3. LLM-as-a-Judge Reward System

  • Action: Update reward_engine.py to use an LLM for evaluating Tone and Resolution Quality against a strict rubric.

4. Storytelling & UI (Storytelling - 30% of Score)

  • Action: Build app_ui.py using Gradio to visualize the conversation and a real-time reward breakdown chart.

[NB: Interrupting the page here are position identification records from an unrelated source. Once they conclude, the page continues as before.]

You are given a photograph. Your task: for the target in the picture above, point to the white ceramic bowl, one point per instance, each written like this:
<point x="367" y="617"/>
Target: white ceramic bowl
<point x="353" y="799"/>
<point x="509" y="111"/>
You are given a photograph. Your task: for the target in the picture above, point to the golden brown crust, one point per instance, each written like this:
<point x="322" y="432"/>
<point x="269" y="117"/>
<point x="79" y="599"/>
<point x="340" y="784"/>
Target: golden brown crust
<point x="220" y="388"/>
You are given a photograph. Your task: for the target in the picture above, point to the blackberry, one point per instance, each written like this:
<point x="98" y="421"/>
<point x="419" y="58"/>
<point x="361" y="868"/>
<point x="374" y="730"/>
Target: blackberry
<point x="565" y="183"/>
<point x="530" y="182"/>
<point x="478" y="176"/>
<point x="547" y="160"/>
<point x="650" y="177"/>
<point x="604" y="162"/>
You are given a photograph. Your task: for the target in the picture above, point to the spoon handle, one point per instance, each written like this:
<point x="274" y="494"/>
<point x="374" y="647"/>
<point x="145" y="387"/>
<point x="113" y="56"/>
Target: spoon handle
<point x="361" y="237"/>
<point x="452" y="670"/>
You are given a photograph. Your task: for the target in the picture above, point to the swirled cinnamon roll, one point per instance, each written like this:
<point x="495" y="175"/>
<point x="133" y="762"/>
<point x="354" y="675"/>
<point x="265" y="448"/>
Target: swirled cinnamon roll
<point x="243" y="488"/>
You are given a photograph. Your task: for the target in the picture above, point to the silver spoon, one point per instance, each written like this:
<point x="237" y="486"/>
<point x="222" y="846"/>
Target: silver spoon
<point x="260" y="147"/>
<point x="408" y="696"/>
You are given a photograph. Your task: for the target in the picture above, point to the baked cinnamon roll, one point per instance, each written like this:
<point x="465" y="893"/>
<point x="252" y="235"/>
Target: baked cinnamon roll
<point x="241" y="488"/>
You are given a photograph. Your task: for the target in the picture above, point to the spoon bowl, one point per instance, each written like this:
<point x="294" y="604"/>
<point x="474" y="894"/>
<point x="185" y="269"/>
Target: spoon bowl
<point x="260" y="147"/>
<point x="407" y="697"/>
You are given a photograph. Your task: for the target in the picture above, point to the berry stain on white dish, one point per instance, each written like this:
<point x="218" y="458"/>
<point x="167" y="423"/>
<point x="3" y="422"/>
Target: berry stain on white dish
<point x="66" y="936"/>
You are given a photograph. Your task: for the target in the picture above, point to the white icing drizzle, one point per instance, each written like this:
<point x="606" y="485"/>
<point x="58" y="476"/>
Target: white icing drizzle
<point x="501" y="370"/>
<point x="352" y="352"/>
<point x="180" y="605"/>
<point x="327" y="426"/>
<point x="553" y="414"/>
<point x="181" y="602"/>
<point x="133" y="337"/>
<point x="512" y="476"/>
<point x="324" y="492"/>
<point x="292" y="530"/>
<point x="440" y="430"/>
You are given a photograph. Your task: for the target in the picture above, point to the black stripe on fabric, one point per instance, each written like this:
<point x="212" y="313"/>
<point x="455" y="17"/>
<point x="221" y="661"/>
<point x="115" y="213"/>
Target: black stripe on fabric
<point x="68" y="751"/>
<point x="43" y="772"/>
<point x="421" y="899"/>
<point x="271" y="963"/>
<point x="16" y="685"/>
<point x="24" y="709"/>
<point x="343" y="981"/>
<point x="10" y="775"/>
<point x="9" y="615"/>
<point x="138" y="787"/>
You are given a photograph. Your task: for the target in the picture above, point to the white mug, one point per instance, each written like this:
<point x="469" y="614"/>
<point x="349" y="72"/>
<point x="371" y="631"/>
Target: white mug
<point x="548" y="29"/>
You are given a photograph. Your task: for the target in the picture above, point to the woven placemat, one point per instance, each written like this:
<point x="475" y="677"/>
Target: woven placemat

9. Deliverables for Winning Submission

  • Fully Functional HF Space: Running the FastAPI server AND a Gradio frontend.
  • train_grpo.py: The Unsloth/TRL training script.
  • training_walkthrough.ipynb: A Jupyter Notebook showing how the training was conducted.
  • Results Graphs: Visual proof that the model learned the environment (Reward vs. Epochs).
  • 3-Minute Demo Video: Explain the Indian Enterprise context, show the Gradio UI, and highlight the training graphs.
  • README.md: Updated with the new narrative and setup instructions.

10. Appendices

A. Suggested Mermaid Flow for LLM-as-a-Judge

graph TD
    A[Agent Action] --> B{Action Type}
    B -->|respond/request_info| C[Rule-based Efficiency/Accuracy]
    B -->|escalate/close| D[Async LLM Judge API]
    D --> E[Evaluate Empathy 0-1]
    D --> F[Evaluate Policy Adherence 0-1]
    C --> G[Calculate Combined Reward]
    E --> G
    F --> G
    G --> H[Return Reward]

B. Suggested Environment State Upgrade for "Schema Drift"

Introduce an environment_event into the observation space. Mid-conversation, trigger an event like: "System Outage: Payment gateway is down. Do not process refunds." The agent must dynamically adapt its policy based on the changing environment, greatly boosting the RL complexity score.